Musicais

Em Um Bairro de Nova York (2021)

Avaliação: 3.5 de 5.

Nos EUA esse filme está sendo saudado como um dia de sol após quase ano e meio de reclusão, sombras e mortes provocadas por todo mundo sabe o quê. O momento lá é outro. Com a vacinação em massa, as pessoas nem estão mais usando máscara, mas aqui… com todas as decisões, tensões, uso de máscaras, saques, tumultos, ódio político, e iminente colapso econômico, estou curioso para ver como o espectador brasileiro, que terá que levar viseira e o litrão de álcool para os cinemas, irá lidar com o bom humor e a celebração que esse “Em um Bairro em Nova York” (In the Heights) nos convida.

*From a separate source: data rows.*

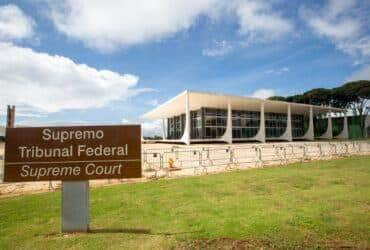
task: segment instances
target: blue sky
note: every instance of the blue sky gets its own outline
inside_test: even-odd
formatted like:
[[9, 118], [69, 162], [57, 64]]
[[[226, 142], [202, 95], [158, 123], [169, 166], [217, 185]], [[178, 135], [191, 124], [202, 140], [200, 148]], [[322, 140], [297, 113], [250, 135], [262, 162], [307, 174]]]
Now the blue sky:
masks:
[[15, 104], [18, 125], [137, 123], [185, 89], [369, 79], [369, 14], [366, 0], [0, 1], [0, 121]]

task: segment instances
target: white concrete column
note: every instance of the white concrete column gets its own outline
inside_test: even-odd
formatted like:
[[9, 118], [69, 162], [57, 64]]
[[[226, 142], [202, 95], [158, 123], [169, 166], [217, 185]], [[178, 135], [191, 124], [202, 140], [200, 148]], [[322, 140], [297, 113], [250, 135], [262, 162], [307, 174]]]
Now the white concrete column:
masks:
[[260, 129], [256, 136], [253, 138], [260, 142], [266, 142], [266, 129], [265, 129], [265, 104], [261, 103], [260, 111]]
[[328, 127], [326, 128], [326, 131], [324, 134], [319, 136], [320, 139], [333, 139], [333, 126], [331, 122], [331, 110], [328, 112]]
[[331, 118], [331, 110], [328, 113], [328, 139], [333, 139], [333, 123]]
[[282, 140], [287, 140], [287, 141], [292, 141], [293, 136], [292, 136], [292, 114], [290, 111], [290, 104], [288, 104], [288, 109], [287, 109], [287, 125], [286, 125], [286, 130], [282, 136], [280, 136], [279, 139]]
[[343, 129], [342, 131], [339, 133], [339, 135], [337, 135], [335, 138], [337, 139], [348, 139], [348, 119], [347, 119], [347, 114], [346, 113], [343, 113], [344, 116], [343, 116]]
[[166, 140], [166, 126], [165, 126], [166, 119], [162, 119], [162, 140]]
[[222, 135], [221, 140], [229, 144], [233, 143], [233, 117], [230, 100], [228, 100], [227, 103], [226, 130]]
[[369, 133], [367, 132], [367, 128], [368, 127], [370, 127], [370, 116], [369, 115], [366, 116], [366, 118], [365, 118], [365, 126], [364, 126], [364, 135], [365, 135], [365, 138], [368, 138], [370, 136]]
[[315, 139], [314, 128], [313, 128], [313, 109], [310, 107], [310, 117], [308, 120], [308, 129], [302, 139], [313, 141]]
[[181, 141], [186, 145], [190, 145], [190, 127], [191, 127], [191, 117], [190, 117], [190, 107], [189, 107], [189, 91], [186, 91], [185, 95], [185, 128], [184, 134], [181, 137]]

Alguns, com certeza, verão o filme como piada de mau gosto, outros talvez se permitam se divertir pelo profissionalismo do conjunto, os números musicais muito bem feitos, a atuação inspirada do elenco, e haverá um terceiro grupo que irá embarcar sem culpa de ser chamado de alienado, afinal, o filme é um tributo ao escapismo, traz, na essência,  a tradição de “Um Dia em Nova York” (de 1949), e “A Roda da Fortuna” (de 1953), dois clássicos que explicam como Hollywood enriqueceu vendendo ilusões.  Especulo que a porcentagem da preponderância de gosto irá depender. Nos EUA, o terceiro grupo parece que foi a maioria. No Brasil, vamos ver.

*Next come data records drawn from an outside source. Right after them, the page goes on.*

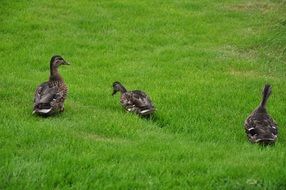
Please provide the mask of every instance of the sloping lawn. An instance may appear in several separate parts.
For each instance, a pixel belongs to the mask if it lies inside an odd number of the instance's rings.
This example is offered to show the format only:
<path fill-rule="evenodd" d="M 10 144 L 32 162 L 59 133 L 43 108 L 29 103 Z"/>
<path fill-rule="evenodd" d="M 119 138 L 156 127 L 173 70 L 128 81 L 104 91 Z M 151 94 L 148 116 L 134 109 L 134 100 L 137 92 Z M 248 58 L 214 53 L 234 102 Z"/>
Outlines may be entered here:
<path fill-rule="evenodd" d="M 0 39 L 0 189 L 286 189 L 285 1 L 1 0 Z M 54 54 L 65 112 L 37 117 Z M 272 147 L 243 128 L 266 83 Z"/>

Em cena, estamos num bairro de periferia com três grupos de latinos – cubanos, dominicanos e porto riquenhos – aglomerados  num quarteirão de Washington Heights, e a turma toda é muito fofa. Os rapazes são vitaminados, atléticos e exibem um sorriso largo. As mocinhas comportam-se como princesas dos desenhos da Disney.  As crianças passam o dia pulando amarelinha e os velhos são figuras sábias e serenas. Estamos, é óbvio, num mundo idealizado. E talvez, a chave do sucesso de Lin-Manuel Miranda, que escreveu a peça e as letras das músicas primeiro para a Broadway, seja brincar com esse excesso de idealização, a começar como ele explica a origem do nome do simpático protagonista Usnavy (Anthony Ramos). Ele é assim chamado porque seu pai, chegando da República Dominicana, viu uma fragata de guerra pintado com as iniciais US NAVY, e resolveu batizar o filho com o que acreditava ser o nome do navio.

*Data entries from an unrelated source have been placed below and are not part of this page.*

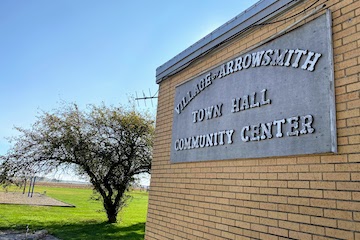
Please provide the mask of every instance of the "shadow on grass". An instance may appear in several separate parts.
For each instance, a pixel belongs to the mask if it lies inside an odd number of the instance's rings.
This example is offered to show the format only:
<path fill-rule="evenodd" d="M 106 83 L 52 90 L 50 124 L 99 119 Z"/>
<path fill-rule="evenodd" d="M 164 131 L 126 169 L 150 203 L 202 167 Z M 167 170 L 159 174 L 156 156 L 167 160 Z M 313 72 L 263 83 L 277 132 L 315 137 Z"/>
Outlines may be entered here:
<path fill-rule="evenodd" d="M 108 223 L 78 223 L 68 225 L 49 225 L 47 230 L 60 239 L 125 239 L 143 240 L 145 223 L 119 226 Z"/>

Usnavy conta toda a história cercada de um grupo de crianças debaixo de uma choupana numa praia paradisíaca que parece ser sua República Dominicana nativa. Ele conquistou seu sonho de montar o bar El Sueñito, à beira mar, mas não consegue esquecer dos amigos  de Nova York. Em seu passado, ele trabalhava dando um duro como gerente de um mercadinho, servindo café com leite para seus clientes e mantendo seu primo adolescente Sonny (Gregory Diaz IV) longe do pai traficante de drogas.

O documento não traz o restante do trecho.